Yıldırım, 14 Mayıs'ta yapılacak seçimlerle ilgili de "Seçim inşallah Türkiye'yi demokraside, hukuk düzeninde, kalkınma ve refahta daha ileri götürecek sonuçlar sağlar" temennisinde bulundu. Yıldırım konuşmasının ardından cebindeki Türk Bayrağını çıkarıp açarak İstiklal Marşı'nın ilk kıtasını okudu.
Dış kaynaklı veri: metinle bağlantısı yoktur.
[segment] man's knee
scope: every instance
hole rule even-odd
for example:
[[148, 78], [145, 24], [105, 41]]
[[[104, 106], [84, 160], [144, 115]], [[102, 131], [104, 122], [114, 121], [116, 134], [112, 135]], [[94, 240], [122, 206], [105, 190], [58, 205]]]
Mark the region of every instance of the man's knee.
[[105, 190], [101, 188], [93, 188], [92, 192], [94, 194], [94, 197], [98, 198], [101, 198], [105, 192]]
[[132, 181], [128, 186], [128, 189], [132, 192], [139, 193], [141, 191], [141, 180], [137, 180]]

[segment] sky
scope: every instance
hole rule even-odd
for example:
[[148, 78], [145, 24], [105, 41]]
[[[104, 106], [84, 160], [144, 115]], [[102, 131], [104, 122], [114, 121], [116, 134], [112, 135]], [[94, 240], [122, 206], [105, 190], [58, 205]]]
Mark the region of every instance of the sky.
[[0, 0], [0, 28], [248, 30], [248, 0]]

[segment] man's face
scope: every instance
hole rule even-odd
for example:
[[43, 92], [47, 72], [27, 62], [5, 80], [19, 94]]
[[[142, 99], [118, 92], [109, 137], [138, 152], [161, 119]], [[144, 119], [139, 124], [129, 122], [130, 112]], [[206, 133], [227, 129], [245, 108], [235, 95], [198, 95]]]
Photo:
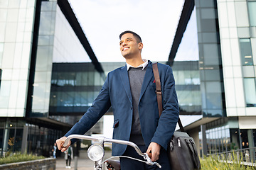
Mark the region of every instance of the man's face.
[[135, 37], [131, 33], [126, 33], [122, 36], [119, 45], [122, 55], [124, 58], [130, 58], [140, 54], [143, 47], [142, 43], [138, 43]]

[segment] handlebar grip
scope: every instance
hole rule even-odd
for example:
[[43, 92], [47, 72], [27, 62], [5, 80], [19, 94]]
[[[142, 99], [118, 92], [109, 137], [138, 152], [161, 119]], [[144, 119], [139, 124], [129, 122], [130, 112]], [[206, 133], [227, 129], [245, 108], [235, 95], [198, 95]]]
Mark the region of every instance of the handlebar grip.
[[65, 148], [65, 147], [64, 147], [63, 144], [64, 144], [64, 142], [62, 142], [62, 143], [60, 144], [60, 147], [61, 147], [62, 148]]

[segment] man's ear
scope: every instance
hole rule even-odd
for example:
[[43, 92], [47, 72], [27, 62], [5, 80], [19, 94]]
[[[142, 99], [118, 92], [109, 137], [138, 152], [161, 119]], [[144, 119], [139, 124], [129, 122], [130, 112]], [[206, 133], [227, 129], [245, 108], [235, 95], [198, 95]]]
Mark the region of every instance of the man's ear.
[[142, 42], [139, 42], [138, 47], [139, 47], [139, 50], [142, 50], [143, 48], [143, 43]]

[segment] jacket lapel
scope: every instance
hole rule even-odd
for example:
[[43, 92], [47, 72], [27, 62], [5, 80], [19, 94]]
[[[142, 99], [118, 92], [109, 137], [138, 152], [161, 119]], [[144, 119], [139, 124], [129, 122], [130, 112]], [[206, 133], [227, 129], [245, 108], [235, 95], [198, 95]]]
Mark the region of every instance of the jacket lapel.
[[119, 72], [119, 74], [122, 79], [122, 83], [124, 88], [124, 91], [128, 96], [128, 98], [130, 101], [131, 104], [132, 105], [132, 97], [131, 89], [129, 81], [127, 67], [125, 65], [124, 67], [122, 67], [120, 69], [121, 72]]
[[146, 89], [146, 87], [149, 86], [149, 84], [150, 83], [150, 80], [152, 79], [153, 75], [154, 74], [153, 74], [153, 69], [152, 69], [152, 62], [149, 61], [149, 64], [148, 64], [148, 66], [147, 66], [147, 68], [146, 70], [146, 73], [145, 73], [145, 76], [144, 76], [144, 79], [143, 83], [142, 83], [139, 103], [139, 101], [140, 101], [142, 97], [143, 96], [143, 94], [144, 94], [144, 92]]

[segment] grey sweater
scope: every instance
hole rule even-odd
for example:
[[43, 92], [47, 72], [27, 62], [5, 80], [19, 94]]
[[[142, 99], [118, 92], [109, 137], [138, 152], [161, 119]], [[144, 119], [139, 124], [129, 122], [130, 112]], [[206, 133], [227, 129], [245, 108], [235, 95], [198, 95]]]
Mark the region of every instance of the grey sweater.
[[142, 137], [142, 128], [139, 121], [139, 100], [146, 67], [146, 67], [143, 70], [142, 67], [130, 67], [128, 71], [133, 108], [132, 131], [129, 140], [137, 144], [145, 144]]

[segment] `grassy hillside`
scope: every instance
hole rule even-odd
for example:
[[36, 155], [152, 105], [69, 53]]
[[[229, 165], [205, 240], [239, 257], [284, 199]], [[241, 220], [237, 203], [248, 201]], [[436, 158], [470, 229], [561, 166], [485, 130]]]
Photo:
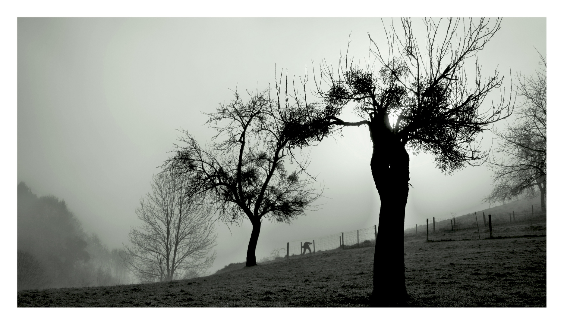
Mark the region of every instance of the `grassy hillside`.
[[[496, 239], [406, 236], [409, 305], [546, 306], [545, 224], [513, 227]], [[373, 258], [372, 247], [336, 250], [170, 283], [20, 291], [17, 305], [363, 307]]]

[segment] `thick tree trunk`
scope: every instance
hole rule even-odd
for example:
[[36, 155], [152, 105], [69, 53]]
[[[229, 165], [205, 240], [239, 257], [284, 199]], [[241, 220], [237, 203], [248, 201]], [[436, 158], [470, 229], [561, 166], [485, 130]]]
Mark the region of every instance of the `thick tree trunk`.
[[252, 221], [251, 224], [253, 224], [253, 231], [250, 233], [250, 240], [249, 241], [249, 247], [247, 248], [247, 260], [245, 266], [254, 266], [257, 265], [257, 257], [254, 253], [257, 250], [258, 235], [261, 233], [261, 220]]
[[547, 181], [544, 181], [539, 184], [539, 189], [540, 190], [540, 211], [543, 212], [547, 212]]
[[402, 306], [407, 302], [403, 230], [409, 192], [409, 156], [399, 144], [374, 144], [372, 177], [380, 197], [378, 236], [374, 253], [373, 306]]

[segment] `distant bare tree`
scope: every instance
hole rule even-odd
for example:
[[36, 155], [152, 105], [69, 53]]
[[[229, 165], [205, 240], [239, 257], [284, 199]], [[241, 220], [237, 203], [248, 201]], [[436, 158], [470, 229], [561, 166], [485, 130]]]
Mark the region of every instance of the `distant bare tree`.
[[[296, 162], [292, 150], [307, 145], [323, 130], [305, 126], [314, 107], [293, 101], [277, 84], [276, 100], [268, 91], [235, 99], [208, 114], [215, 129], [211, 148], [201, 146], [184, 131], [175, 155], [167, 162], [174, 172], [188, 175], [193, 190], [206, 193], [219, 219], [236, 224], [247, 219], [253, 225], [247, 266], [257, 265], [255, 251], [263, 218], [289, 222], [303, 215], [321, 195], [305, 172], [307, 163], [288, 172], [285, 162]], [[290, 105], [292, 101], [295, 105]]]
[[213, 263], [216, 235], [209, 210], [201, 195], [187, 192], [188, 181], [165, 170], [140, 200], [135, 212], [142, 224], [130, 231], [131, 246], [124, 245], [123, 257], [143, 282], [201, 274]]
[[[517, 95], [523, 102], [517, 119], [503, 131], [494, 132], [499, 142], [496, 151], [503, 158], [489, 161], [495, 185], [484, 201], [505, 202], [540, 193], [540, 207], [546, 212], [547, 195], [547, 58], [540, 56], [540, 70], [519, 76]], [[537, 191], [538, 189], [538, 192]]]
[[42, 289], [49, 283], [39, 261], [28, 252], [17, 251], [17, 291]]

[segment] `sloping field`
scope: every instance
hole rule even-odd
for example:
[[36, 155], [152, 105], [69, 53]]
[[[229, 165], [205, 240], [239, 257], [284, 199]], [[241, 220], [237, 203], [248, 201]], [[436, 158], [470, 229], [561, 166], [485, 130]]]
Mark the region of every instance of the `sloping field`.
[[[469, 231], [435, 234], [431, 242], [406, 236], [409, 305], [546, 306], [546, 224], [515, 226], [525, 230], [509, 229], [505, 237], [513, 238], [501, 239], [474, 240]], [[336, 250], [252, 268], [233, 264], [187, 281], [25, 291], [17, 306], [368, 306], [373, 256], [372, 247]]]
KILIÇDAROĞLU: TBMM, MİLLETİN BAŞVURACAĞI EN YÜCE MAKAM

CHP Genel Başkanı Kemal Kılıçdaroğlu da Mustafa Kemal Atatürk'ün 22 Nisan 1920'de 'Dakika geciktirilmeyecektir' uyarısıyla bir bildiri yayımladığını hatırlatarak, "Telgraf aracılığıyla muhataplarına ulaştırılan bildiride şu satırlar yer almaktadır; 'Allah'ın izniyle Nisan'ın 23'üncü Cuma günü Büyük Millet Meclisi açılarak çalışmaya başlayacağından, o günden sonra bütün sivil ve askeri makamların ve bütün ulusun başvuracağı en yüce makam, adı geçen Meclis olacaktır. Bilgilerinize sunulur. Heyeti Temsiliye adına, Mustafa Kemal.' Mustafa Kemal Atatürk'ün gönderdiği telgrafta da göreceğiniz üzere Türkiye Büyük Millet Meclisi, 103 yıl önce askeri ve sivil makamların ve çok daha önemlisi tüm milletinin başvuracağı en yüce makam olarak çalışmalara başlamıştır. Değerli milletvekilleri, Atatürk ve arkadaşları, 'Milli mücadelemizin başarıya ulaşmasının yegane koşulunun milli bir meclisin ivedilikle çalışmalarına başlaması olduğuna' inanmışlardı. Çünkü biliyorlardı ki; hakimiyetini kayıtsız şartsız eline almış bir milletin iradesi karşısında hiçbir güç, hiçbir düşman duramazdı. Bu iradeyi temsil edecek makam da elbette Türkiye Büyük Millet Meclisi'ydi" dedi.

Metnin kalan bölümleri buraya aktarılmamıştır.